# Mathews Creed Tune



## carmanusa (Jan 9, 2009)

I have a second Mathews Creed that I am setting up and am looking for some help. Set to 27" draw @ 65lbs. Shooting 400's Cabelas Stalker Ext (390gr fletched & wrapped) 100gr tip. Have set up with Mathews QAD and have a tough time with knock left tearing, to the point that in order to remove I have to put the rest all the way right into the riser and then end up with substantial fletching contact. In looking at the bow it appears ata is right, timing appears good, but I would like to "reset" the bow and am wondering what the # of twists are to be for a Creed? When I press it and remove the twists from the harnesses how many should I put in the right and how many in the left? From eyeballing it it sure looks like the right has alot of twists and am wondering if that is what is pulling my setup to the right into the riser and need to eliminate some twists and let it move out? Do I start with a full 12 in the right and 9 in the left? 

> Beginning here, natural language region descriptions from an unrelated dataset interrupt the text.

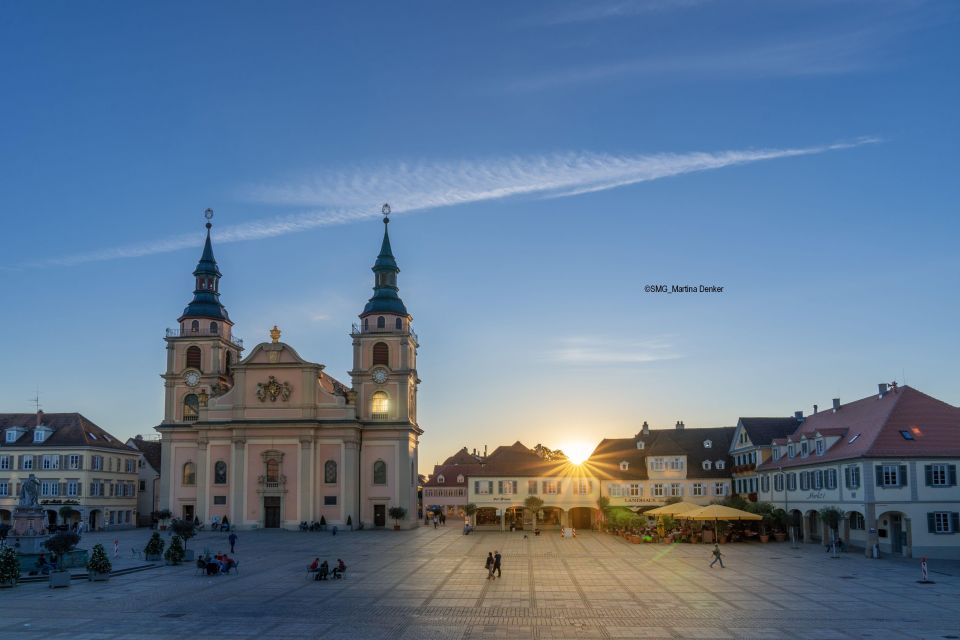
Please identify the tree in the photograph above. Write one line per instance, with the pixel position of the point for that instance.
(398, 514)
(534, 504)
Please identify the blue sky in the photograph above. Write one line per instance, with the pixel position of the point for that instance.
(545, 162)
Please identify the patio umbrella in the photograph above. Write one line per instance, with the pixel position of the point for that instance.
(672, 509)
(716, 513)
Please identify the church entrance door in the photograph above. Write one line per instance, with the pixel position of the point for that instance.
(379, 515)
(271, 512)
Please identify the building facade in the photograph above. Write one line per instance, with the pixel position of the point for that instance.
(78, 464)
(271, 439)
(658, 464)
(148, 478)
(887, 462)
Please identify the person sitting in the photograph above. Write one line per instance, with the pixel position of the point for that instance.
(42, 565)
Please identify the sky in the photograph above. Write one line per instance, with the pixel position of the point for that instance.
(545, 162)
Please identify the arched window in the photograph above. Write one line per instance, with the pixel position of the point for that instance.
(193, 357)
(273, 471)
(379, 472)
(220, 472)
(379, 406)
(191, 407)
(381, 354)
(189, 474)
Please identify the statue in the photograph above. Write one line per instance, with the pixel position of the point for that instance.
(30, 493)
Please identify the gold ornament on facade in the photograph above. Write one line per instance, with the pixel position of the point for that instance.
(273, 390)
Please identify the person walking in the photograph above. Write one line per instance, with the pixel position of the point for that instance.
(717, 556)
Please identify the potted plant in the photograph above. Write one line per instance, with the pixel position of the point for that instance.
(9, 567)
(99, 567)
(534, 504)
(186, 530)
(153, 552)
(174, 553)
(60, 545)
(398, 514)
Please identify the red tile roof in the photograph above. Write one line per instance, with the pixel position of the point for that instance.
(871, 426)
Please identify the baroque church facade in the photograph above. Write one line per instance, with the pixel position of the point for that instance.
(270, 439)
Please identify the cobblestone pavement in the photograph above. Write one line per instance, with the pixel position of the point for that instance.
(429, 584)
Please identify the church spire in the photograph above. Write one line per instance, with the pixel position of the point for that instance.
(206, 294)
(385, 297)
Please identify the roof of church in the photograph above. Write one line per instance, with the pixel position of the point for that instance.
(206, 302)
(68, 430)
(385, 297)
(605, 460)
(875, 426)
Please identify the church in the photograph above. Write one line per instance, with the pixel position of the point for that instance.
(270, 440)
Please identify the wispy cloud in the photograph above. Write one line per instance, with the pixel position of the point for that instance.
(594, 351)
(344, 197)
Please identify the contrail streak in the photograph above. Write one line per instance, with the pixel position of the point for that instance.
(345, 197)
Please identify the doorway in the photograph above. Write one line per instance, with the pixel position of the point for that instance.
(379, 515)
(271, 512)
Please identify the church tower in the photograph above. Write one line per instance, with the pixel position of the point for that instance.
(384, 374)
(202, 350)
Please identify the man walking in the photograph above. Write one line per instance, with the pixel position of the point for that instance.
(717, 556)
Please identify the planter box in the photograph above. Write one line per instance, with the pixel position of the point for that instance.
(59, 579)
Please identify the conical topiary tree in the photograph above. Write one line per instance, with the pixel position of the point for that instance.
(174, 554)
(99, 562)
(9, 566)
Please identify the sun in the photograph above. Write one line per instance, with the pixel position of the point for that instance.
(577, 452)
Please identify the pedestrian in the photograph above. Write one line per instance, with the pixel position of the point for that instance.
(717, 556)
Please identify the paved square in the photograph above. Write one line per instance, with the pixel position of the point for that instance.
(428, 583)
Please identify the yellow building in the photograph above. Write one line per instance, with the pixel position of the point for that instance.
(78, 465)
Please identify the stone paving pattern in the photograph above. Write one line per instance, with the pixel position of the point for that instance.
(431, 584)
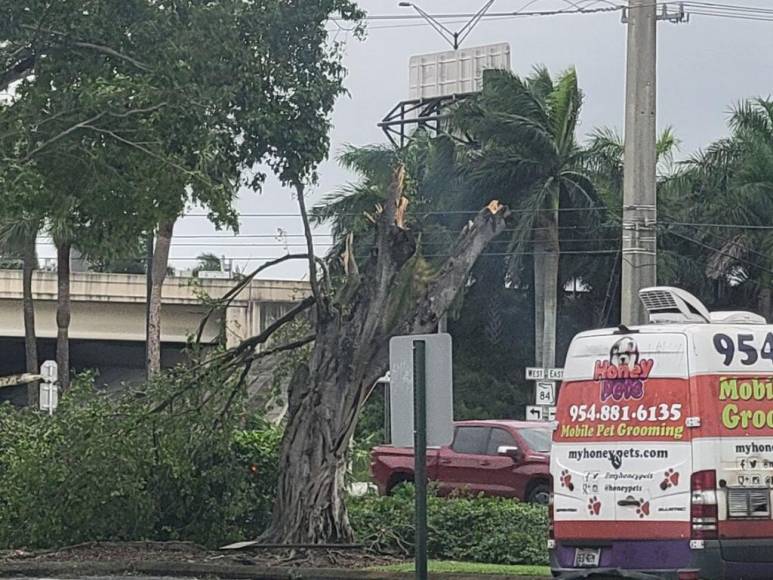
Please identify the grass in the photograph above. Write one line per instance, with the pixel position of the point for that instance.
(438, 566)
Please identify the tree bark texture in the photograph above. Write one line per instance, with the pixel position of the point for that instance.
(63, 313)
(158, 275)
(29, 262)
(350, 353)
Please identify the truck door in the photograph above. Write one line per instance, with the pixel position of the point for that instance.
(461, 465)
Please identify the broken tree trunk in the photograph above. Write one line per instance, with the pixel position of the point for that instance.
(350, 353)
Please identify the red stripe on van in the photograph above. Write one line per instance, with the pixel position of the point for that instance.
(622, 530)
(746, 529)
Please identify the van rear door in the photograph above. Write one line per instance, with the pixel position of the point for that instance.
(621, 451)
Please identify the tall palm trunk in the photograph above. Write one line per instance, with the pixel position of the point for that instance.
(157, 276)
(29, 263)
(540, 251)
(63, 313)
(551, 283)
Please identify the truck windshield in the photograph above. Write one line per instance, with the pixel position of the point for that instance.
(537, 439)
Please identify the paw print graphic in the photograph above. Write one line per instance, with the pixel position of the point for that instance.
(594, 506)
(670, 479)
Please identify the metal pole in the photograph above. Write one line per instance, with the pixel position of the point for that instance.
(639, 182)
(148, 288)
(387, 414)
(420, 454)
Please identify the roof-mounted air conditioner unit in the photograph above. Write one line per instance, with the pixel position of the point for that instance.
(667, 304)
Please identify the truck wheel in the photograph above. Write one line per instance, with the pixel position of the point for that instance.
(539, 494)
(398, 483)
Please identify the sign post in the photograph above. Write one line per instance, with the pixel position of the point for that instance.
(438, 389)
(421, 412)
(49, 394)
(420, 454)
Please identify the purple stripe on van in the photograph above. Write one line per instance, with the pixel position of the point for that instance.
(636, 555)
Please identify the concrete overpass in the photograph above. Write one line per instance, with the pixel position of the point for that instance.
(107, 331)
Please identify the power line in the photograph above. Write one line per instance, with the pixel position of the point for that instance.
(438, 212)
(462, 18)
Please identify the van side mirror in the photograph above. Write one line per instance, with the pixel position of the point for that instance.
(511, 451)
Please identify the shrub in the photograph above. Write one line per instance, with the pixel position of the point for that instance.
(478, 529)
(103, 468)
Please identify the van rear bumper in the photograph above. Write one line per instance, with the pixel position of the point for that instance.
(664, 559)
(645, 559)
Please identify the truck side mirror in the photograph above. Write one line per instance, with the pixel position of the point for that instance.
(511, 451)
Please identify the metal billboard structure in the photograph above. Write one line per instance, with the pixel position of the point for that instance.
(454, 72)
(436, 82)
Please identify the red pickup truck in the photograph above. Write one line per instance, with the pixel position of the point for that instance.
(504, 458)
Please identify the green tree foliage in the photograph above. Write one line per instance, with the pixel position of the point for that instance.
(526, 148)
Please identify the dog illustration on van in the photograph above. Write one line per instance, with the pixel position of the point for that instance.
(666, 433)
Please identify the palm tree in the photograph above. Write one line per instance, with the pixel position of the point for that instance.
(604, 164)
(433, 185)
(731, 182)
(18, 238)
(528, 154)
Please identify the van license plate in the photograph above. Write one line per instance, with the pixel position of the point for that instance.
(587, 557)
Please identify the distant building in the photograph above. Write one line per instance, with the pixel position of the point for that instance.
(107, 332)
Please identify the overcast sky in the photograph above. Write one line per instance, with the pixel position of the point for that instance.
(705, 66)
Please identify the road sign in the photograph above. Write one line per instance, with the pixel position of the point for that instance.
(439, 389)
(534, 374)
(50, 371)
(554, 374)
(538, 374)
(545, 393)
(533, 413)
(48, 397)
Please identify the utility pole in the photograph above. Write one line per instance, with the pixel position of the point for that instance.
(640, 172)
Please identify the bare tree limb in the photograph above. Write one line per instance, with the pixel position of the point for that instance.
(62, 135)
(250, 360)
(227, 298)
(299, 191)
(254, 341)
(442, 291)
(100, 48)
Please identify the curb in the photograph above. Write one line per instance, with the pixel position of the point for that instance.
(51, 569)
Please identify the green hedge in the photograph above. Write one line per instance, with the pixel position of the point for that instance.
(477, 529)
(103, 468)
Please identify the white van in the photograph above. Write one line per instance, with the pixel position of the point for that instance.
(662, 455)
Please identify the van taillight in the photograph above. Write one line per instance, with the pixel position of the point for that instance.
(551, 534)
(703, 505)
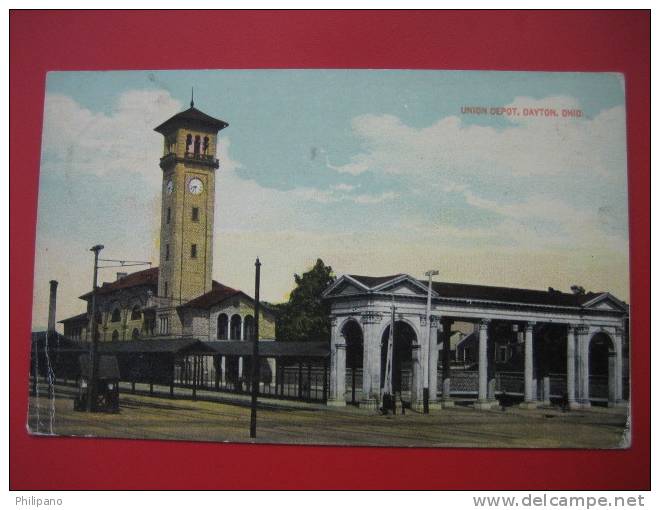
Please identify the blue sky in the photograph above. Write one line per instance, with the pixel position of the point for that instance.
(374, 171)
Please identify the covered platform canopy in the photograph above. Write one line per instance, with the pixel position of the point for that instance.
(271, 349)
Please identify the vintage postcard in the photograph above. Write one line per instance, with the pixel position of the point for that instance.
(427, 258)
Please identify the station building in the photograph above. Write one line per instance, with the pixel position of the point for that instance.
(534, 345)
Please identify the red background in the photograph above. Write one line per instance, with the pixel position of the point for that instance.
(527, 40)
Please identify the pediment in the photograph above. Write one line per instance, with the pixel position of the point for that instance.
(606, 301)
(404, 285)
(346, 290)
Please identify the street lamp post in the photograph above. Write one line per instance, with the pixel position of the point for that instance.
(91, 389)
(255, 353)
(427, 378)
(93, 348)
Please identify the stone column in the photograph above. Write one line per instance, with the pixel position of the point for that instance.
(546, 390)
(337, 366)
(491, 373)
(530, 391)
(618, 368)
(583, 366)
(446, 363)
(570, 367)
(482, 401)
(416, 393)
(371, 360)
(433, 365)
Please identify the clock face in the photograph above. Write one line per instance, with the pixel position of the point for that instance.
(195, 186)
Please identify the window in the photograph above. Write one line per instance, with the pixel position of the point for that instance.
(235, 327)
(164, 325)
(248, 327)
(223, 323)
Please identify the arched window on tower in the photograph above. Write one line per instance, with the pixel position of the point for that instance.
(248, 327)
(223, 326)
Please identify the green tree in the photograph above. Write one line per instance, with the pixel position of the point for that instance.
(306, 317)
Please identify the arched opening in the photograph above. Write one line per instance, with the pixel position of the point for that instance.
(402, 359)
(235, 327)
(352, 333)
(602, 362)
(248, 327)
(223, 326)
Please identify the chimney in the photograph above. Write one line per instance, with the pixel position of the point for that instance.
(52, 302)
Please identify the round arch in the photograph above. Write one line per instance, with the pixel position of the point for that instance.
(235, 327)
(602, 367)
(223, 327)
(354, 337)
(405, 337)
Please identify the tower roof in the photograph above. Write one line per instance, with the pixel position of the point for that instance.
(191, 116)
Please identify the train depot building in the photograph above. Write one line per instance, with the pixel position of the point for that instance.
(174, 325)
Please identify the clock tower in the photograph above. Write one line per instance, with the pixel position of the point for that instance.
(188, 192)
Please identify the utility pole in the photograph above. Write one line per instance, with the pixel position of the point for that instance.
(427, 379)
(255, 353)
(91, 389)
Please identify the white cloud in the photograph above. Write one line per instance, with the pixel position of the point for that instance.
(76, 139)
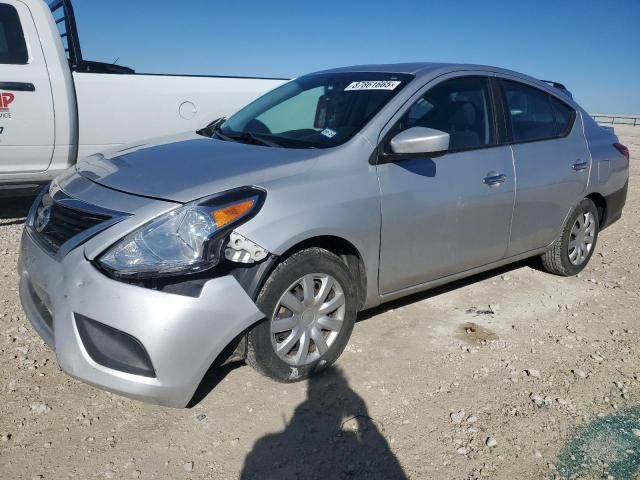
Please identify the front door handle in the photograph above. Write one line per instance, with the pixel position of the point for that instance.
(494, 179)
(580, 165)
(18, 86)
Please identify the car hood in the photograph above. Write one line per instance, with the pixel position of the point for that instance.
(188, 167)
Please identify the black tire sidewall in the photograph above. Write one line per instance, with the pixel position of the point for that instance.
(315, 260)
(585, 206)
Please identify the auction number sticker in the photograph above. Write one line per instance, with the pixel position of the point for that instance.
(373, 85)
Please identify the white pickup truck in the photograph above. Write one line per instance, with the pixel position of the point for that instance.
(56, 107)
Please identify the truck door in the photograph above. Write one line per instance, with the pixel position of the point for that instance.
(26, 102)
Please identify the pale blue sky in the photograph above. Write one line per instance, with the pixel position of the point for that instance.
(592, 46)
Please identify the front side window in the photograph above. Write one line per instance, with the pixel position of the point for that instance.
(314, 111)
(13, 48)
(460, 107)
(535, 115)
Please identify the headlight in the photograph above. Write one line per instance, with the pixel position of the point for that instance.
(186, 240)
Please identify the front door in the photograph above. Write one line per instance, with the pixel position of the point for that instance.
(26, 104)
(451, 213)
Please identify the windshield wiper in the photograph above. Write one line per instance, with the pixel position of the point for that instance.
(211, 129)
(214, 129)
(248, 137)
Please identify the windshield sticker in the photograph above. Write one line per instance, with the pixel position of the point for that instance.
(373, 85)
(327, 132)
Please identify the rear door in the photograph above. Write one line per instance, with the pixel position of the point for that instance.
(26, 103)
(552, 163)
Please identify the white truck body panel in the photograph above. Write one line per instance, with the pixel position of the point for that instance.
(26, 117)
(71, 114)
(130, 108)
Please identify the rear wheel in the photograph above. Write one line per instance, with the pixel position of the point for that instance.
(571, 253)
(310, 300)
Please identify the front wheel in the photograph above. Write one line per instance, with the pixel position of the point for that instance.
(310, 302)
(571, 253)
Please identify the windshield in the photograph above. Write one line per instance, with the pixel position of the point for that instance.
(314, 111)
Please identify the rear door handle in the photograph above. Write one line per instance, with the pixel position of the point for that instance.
(18, 86)
(579, 165)
(494, 179)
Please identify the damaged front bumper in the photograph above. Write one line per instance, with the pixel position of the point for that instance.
(146, 344)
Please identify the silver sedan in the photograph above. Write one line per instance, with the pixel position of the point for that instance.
(263, 235)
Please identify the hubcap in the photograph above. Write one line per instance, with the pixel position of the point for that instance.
(582, 238)
(308, 319)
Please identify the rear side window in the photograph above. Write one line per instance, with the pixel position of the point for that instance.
(536, 115)
(563, 115)
(13, 48)
(461, 107)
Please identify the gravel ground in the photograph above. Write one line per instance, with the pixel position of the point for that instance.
(511, 374)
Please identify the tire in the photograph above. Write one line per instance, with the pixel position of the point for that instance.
(563, 257)
(323, 331)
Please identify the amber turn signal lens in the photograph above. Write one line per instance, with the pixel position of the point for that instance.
(229, 214)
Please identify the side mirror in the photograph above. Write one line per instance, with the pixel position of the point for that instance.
(420, 140)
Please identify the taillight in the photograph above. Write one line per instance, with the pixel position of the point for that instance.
(622, 149)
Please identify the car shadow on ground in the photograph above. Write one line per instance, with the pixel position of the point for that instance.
(330, 435)
(13, 211)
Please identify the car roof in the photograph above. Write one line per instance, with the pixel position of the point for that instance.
(420, 69)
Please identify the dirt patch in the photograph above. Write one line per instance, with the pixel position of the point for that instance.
(474, 333)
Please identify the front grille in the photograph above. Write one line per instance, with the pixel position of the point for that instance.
(65, 223)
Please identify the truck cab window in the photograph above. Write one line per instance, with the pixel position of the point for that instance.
(13, 48)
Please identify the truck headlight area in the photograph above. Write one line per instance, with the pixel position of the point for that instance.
(186, 240)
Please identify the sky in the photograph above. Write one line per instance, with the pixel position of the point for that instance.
(591, 46)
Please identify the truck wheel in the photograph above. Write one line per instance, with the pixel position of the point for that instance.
(310, 301)
(572, 251)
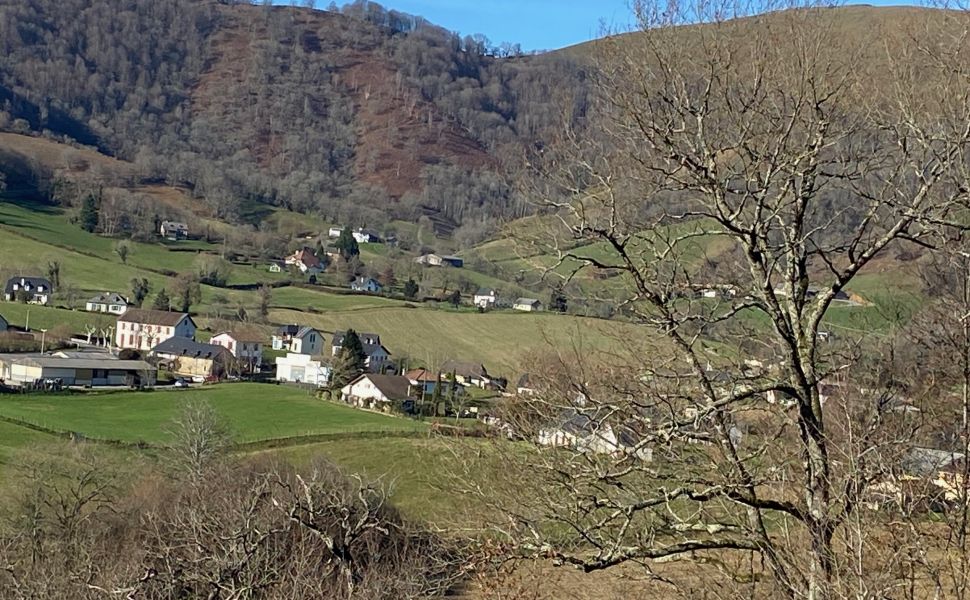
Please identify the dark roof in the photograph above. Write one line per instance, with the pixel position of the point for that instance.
(179, 346)
(31, 282)
(153, 317)
(109, 298)
(464, 369)
(394, 387)
(365, 339)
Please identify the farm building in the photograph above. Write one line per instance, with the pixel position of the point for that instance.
(35, 290)
(298, 339)
(141, 329)
(302, 368)
(100, 369)
(109, 302)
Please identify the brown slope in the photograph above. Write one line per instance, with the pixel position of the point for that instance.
(398, 134)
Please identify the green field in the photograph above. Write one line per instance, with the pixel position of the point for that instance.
(254, 412)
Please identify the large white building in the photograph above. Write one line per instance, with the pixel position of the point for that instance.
(140, 329)
(302, 368)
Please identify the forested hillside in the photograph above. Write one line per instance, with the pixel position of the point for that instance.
(359, 114)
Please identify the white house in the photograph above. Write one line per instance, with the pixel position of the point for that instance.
(527, 304)
(485, 298)
(36, 289)
(298, 339)
(246, 345)
(174, 230)
(109, 302)
(376, 391)
(140, 329)
(306, 261)
(302, 368)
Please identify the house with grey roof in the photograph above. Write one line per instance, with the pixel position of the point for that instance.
(298, 339)
(107, 302)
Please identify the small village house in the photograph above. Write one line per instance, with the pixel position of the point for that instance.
(142, 329)
(485, 298)
(184, 356)
(366, 284)
(107, 302)
(303, 368)
(375, 391)
(174, 230)
(76, 369)
(246, 346)
(306, 261)
(436, 260)
(35, 290)
(527, 304)
(378, 357)
(468, 373)
(298, 339)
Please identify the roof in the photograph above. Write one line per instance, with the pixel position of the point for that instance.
(154, 317)
(178, 346)
(464, 368)
(83, 363)
(33, 282)
(244, 334)
(109, 298)
(526, 301)
(394, 387)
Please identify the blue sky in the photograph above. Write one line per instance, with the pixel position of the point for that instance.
(535, 24)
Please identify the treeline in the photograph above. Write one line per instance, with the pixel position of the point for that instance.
(143, 80)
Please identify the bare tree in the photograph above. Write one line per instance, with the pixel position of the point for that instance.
(764, 137)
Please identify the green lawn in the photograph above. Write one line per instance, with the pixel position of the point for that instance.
(254, 412)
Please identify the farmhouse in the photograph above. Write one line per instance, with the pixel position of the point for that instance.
(109, 302)
(306, 261)
(366, 284)
(527, 304)
(303, 368)
(188, 357)
(140, 329)
(245, 344)
(97, 369)
(35, 290)
(377, 391)
(485, 298)
(377, 355)
(298, 339)
(436, 260)
(468, 373)
(174, 230)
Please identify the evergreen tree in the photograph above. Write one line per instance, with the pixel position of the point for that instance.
(162, 301)
(89, 214)
(139, 290)
(411, 289)
(346, 244)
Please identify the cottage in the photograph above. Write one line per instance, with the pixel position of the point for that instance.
(108, 302)
(174, 230)
(245, 344)
(141, 329)
(298, 339)
(303, 368)
(377, 391)
(33, 290)
(468, 373)
(81, 369)
(188, 357)
(377, 355)
(306, 261)
(367, 284)
(485, 298)
(527, 304)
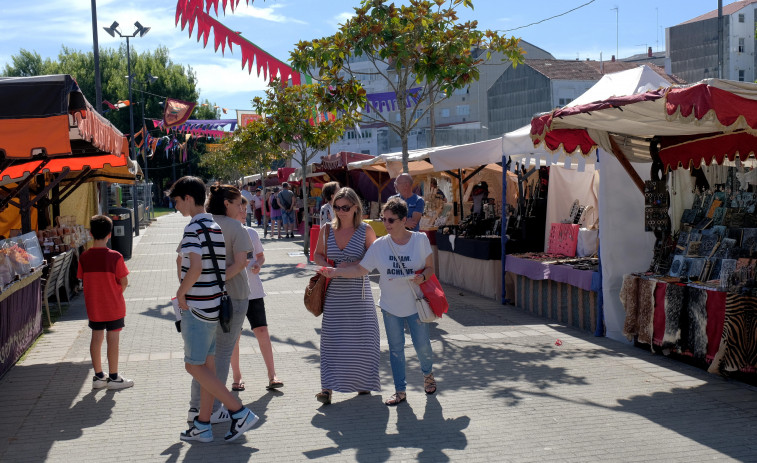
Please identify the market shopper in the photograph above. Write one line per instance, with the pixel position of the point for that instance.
(225, 202)
(349, 327)
(275, 208)
(415, 204)
(256, 316)
(257, 206)
(199, 296)
(327, 210)
(287, 205)
(247, 194)
(398, 256)
(105, 277)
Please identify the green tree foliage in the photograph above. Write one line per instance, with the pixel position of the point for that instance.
(291, 117)
(174, 81)
(422, 43)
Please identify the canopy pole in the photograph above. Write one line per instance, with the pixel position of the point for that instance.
(616, 151)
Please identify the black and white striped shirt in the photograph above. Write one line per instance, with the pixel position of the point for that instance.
(204, 297)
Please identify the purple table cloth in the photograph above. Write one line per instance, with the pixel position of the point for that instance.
(536, 270)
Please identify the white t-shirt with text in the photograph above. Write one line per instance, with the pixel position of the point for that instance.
(396, 297)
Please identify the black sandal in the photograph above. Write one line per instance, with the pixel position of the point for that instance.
(396, 398)
(324, 397)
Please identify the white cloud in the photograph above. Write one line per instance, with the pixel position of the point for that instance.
(221, 78)
(266, 14)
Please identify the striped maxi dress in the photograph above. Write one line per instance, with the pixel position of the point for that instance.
(349, 331)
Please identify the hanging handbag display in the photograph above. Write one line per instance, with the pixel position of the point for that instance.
(425, 314)
(315, 293)
(224, 310)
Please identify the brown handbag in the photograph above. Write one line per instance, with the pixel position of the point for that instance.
(315, 293)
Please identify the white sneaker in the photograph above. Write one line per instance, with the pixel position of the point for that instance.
(197, 432)
(220, 416)
(119, 383)
(240, 424)
(99, 383)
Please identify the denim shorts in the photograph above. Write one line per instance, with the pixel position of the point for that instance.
(287, 217)
(199, 338)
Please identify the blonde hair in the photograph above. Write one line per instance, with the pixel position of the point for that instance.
(350, 195)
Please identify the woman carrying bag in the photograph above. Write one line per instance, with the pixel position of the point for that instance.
(349, 331)
(397, 256)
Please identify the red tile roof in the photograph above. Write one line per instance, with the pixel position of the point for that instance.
(727, 10)
(589, 70)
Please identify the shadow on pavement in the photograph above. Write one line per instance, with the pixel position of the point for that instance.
(27, 388)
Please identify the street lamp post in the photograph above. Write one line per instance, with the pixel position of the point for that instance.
(139, 31)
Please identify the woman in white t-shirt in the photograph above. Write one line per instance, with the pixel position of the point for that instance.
(255, 315)
(398, 256)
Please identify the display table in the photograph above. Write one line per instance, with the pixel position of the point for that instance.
(471, 264)
(557, 292)
(704, 323)
(20, 318)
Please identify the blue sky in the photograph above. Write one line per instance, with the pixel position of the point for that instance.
(276, 25)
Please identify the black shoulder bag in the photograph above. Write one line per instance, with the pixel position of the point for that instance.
(224, 310)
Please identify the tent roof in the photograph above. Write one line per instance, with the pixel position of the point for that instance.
(49, 116)
(640, 79)
(711, 108)
(104, 167)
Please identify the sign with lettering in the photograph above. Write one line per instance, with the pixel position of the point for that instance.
(563, 239)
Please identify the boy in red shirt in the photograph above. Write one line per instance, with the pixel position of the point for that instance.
(104, 272)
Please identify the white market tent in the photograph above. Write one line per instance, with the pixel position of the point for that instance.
(713, 120)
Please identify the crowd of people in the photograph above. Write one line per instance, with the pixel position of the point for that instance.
(220, 256)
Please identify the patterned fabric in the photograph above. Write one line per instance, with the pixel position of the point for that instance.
(205, 295)
(738, 346)
(349, 331)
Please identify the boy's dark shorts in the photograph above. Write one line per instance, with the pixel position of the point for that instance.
(113, 325)
(256, 313)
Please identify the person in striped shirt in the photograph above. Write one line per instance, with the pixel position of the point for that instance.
(199, 296)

Thanks for any and all help and input!


----------



## southpaw3d (Jan 19, 2003)

I assume you are right handed? I had the same problem, except I'm left handed and getting the opposite tear you are getting, I set the rest at 11/16 center shot, and put about five twists in the left yoke, so you would have to put 5 twists in the right yoke, see if this helps, at rest the idler looks like it has some lean, it does, but at full draw it was straight. This is what helped mine. Good luck.


----------



## carmanusa (Jan 9, 2009)

Thanks for the help, I did work on it today and got it all shored back up. Took all the twists out and put 9 left 12 right to start out. Then from there I truly lost count, think it was 4 out of right and added 4 to the left and was dialed in shooting bullets consistently!!!


----------



## archeryshack (Jul 17, 2009)

These bows have been picky with yoke tuning, have someone pull it back and check the idler to see if it looks aligned


----------



## Big_Holla (Dec 20, 2008)

I had some help tuning my Creed as well. After all was said and done the idler wheel has some lean at rest, it leans in the direction of the roller guard and is about half way between the cables heading into the roller guard and the string. Had a horrendous nock left tear and in the end was shooting bullet holes. Very temperamental bow.


----------